Inesa swallows. “It’s mostly just your legs. It’ll be easier if you can sit up...”
I give a faint nod of permission, and Inesa puts her hands under my arms again, propping me up against the wall. From this vantage, I can finally look down at my body.
I’m surprised to see that from the waist up, there’s little damage. My gloves have burned off, but the flame-retardant material has kept my palms unmarred. Even my thighs aren’t too bad, except the patches where my hunting suit has dissolved, leaving my skin raw and bright pink underneath.

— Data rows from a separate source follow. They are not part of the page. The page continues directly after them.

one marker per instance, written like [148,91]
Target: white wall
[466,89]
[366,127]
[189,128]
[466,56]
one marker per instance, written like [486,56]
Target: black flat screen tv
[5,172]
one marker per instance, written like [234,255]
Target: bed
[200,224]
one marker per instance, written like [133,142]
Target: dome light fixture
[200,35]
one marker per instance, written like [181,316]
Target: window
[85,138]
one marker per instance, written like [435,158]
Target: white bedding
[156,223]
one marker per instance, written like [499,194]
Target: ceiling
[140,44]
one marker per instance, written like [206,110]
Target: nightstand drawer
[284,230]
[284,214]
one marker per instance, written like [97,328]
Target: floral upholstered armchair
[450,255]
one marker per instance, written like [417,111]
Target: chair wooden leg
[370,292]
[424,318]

But below the knee, my legs are a mangle of flesh and fabric. Long strips of the material have melted right into my skin. Around it, the flesh is raised and puckered, even blackened in some places. There’s already a line of blisters, bubbling with yellow pus. Feeling the pain was one thing. But seeing the ruin is enough to make my throat fill with bile.
Inesa works fastidiously, as if she’s done this a hundred times before. She’s gathered a bucket of snow and very gently presses it in handfuls against the worst of my burns. Pain shoots from my legs and drills into my temple, making me gasp.
“Sorry!” She grimaces, eyes wavering with unshed tears. “I’ll try to be quick.”
The pain is coming in irregular jolts now, whenever the snow touches my skin. I’m not sure about the effectiveness of this particular method, but I don’t question her. I’m not in the City now. There are no Caerus medics to anesthetize me and graft on new skin.
Inesa takes a knife from the table and slowly begins to work at the pieces of my suit the fire left behind. Even the slightest tug is agony. I inhale sharply.
“I’m sorry,” she says again. “I just need to take the fabric off, or it will get infected...”
“Wait,” I say hoarsely. “There are pills. On the table. Pain medication.”
Inesa rises and sorts through the items on the table—the matches, the candles, the bandages, the meal replacement packets—and returns with a handful of tablets. Crouching down beside me again, she asks, “These?”
I nod. I try to reach out for the pills, but my limbs won’t move the way I want them to. Inesa hesitates. And then, very gently, she puts a hand on the back of my neck. Tips my head back. I open my mouth and she places a tablet on my tongue. With immense difficulty, I swallow.
I close my eyes. Luckily the medication works quickly. If there’s one thing Caerus is good at, it’s making you numb. After a few heavy, shuddering breaths, I can hardly feel the pain at all.